Rund 350 Arbeitsplätze entstehen

Für den Betriebsrat und die Beschäftigten hat die Entscheidung einen hohen symbolischen Wert. „Die Produktion des EATS ist ein Bekenntnis zum Mercedes-Benz-Traditionsstandort Untertürkheim und ein zukunftweisendes Signal für die Beschäftigten“, sagten Frank Deiß, Werkleiter in Untertürkheim und Michael Häberle, Betriebsratsvorsitzender des Werks Untertürkheim in einer Stellungnahme. Nun könnte die Produktion des Antriebsstrangs im Jahr 2024 beginnen und rund 350 Arbeitsplätze schaffen.

„Bei der Entscheidung geht es aber um mehr als um 350 Arbeitsplätze“, sagte Häberle unserer Zeitung. Mit dem Produkt steige man nun „auch produktiv in die neue Antriebswelt ein“. Am Standort arbeiten laut Unternehmen rund 19 000 Mitarbeiter, etwa die Hälfte davon in der Produktion. Bisher entstehen hier vor allem Verbrennungsmotoren und Getriebe, derzeit werden aber auch zwei Batteriefabriken am Standort gebaut.

E-Antrieb als Schlüsseltechnologie

Entwickelt wird der EATS ebenfalls in Untertürkheim. Dass Entwicklung und Produktionsanlauf am selben Ort geschähen, sei für Daimler unbezahlbar, sagte Häberle, das sorge für Flexibilität und Qualität. Im Interview mit unserer Zeitung hatte Häberle vor Beginn der Verhandlungen gewarnt: „Wenn wir dieses Produkt nicht herholen, werden wir auf lange Sicht Arbeitsplätze verlieren.“

Zwischendurch stand die Entscheidung für Untertürkheim auf der Kippe, sodass der Betriebsrat in der Folge Überstunden sowie eine frühere Weihnachtsruhe in einigen Bereichen verweigerte.

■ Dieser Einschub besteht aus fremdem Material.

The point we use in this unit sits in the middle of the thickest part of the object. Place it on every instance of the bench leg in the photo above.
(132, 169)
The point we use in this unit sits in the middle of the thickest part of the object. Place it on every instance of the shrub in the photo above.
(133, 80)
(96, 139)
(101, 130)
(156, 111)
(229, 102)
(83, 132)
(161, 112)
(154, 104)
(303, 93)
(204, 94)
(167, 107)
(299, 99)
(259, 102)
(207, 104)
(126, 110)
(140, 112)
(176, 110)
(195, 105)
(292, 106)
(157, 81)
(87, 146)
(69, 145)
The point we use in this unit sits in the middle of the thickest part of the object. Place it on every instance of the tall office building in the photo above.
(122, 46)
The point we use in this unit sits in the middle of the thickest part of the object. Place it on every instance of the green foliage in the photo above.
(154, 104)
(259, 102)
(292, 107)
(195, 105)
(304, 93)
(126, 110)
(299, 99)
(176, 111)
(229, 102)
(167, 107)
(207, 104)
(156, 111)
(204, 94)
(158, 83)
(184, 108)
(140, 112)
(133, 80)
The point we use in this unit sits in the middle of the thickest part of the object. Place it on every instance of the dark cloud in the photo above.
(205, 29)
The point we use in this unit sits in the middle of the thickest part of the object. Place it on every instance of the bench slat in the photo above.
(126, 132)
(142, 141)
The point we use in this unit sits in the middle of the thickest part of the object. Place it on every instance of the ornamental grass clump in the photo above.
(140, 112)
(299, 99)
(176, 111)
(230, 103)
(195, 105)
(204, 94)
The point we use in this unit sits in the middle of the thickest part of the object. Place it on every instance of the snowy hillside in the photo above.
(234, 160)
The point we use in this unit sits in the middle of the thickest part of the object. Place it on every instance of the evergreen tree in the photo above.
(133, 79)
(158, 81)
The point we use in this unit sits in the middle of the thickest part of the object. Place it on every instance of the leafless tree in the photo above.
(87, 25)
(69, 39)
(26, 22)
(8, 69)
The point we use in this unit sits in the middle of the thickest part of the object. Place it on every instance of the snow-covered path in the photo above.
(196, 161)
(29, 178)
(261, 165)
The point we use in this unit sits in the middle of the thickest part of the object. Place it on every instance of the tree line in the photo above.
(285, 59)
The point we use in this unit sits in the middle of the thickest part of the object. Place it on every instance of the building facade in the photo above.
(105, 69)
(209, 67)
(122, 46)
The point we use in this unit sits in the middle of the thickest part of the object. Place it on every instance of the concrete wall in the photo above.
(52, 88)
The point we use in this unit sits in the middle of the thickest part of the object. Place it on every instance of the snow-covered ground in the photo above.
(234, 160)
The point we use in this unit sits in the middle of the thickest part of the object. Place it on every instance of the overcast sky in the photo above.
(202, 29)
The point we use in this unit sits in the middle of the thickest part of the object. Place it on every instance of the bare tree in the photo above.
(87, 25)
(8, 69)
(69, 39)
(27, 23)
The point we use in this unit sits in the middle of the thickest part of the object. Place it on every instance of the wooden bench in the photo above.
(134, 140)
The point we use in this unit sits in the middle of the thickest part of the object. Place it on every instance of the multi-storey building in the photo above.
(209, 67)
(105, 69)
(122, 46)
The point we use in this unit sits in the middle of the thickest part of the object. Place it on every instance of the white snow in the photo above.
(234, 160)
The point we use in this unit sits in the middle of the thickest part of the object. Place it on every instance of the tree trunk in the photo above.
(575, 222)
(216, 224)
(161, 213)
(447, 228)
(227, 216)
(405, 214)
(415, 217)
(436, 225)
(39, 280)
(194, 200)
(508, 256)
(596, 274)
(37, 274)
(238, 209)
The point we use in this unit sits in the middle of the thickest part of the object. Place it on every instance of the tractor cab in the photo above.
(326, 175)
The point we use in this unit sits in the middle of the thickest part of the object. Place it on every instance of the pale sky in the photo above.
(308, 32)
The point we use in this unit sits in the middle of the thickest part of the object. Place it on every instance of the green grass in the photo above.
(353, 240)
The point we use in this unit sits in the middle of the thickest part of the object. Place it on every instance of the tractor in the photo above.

Stefan Reindl, Professor für Automobilwirtschaft an der Hochschule Nürtingen-Geislingen, begrüßte die Entscheidung. Lange hätten die deutschen Autohersteller nicht erkannt, das Batterien und Elektronik zu den Schlüsseltechnologien gehörten. „Das ändert sich nun“, sagte Reindl.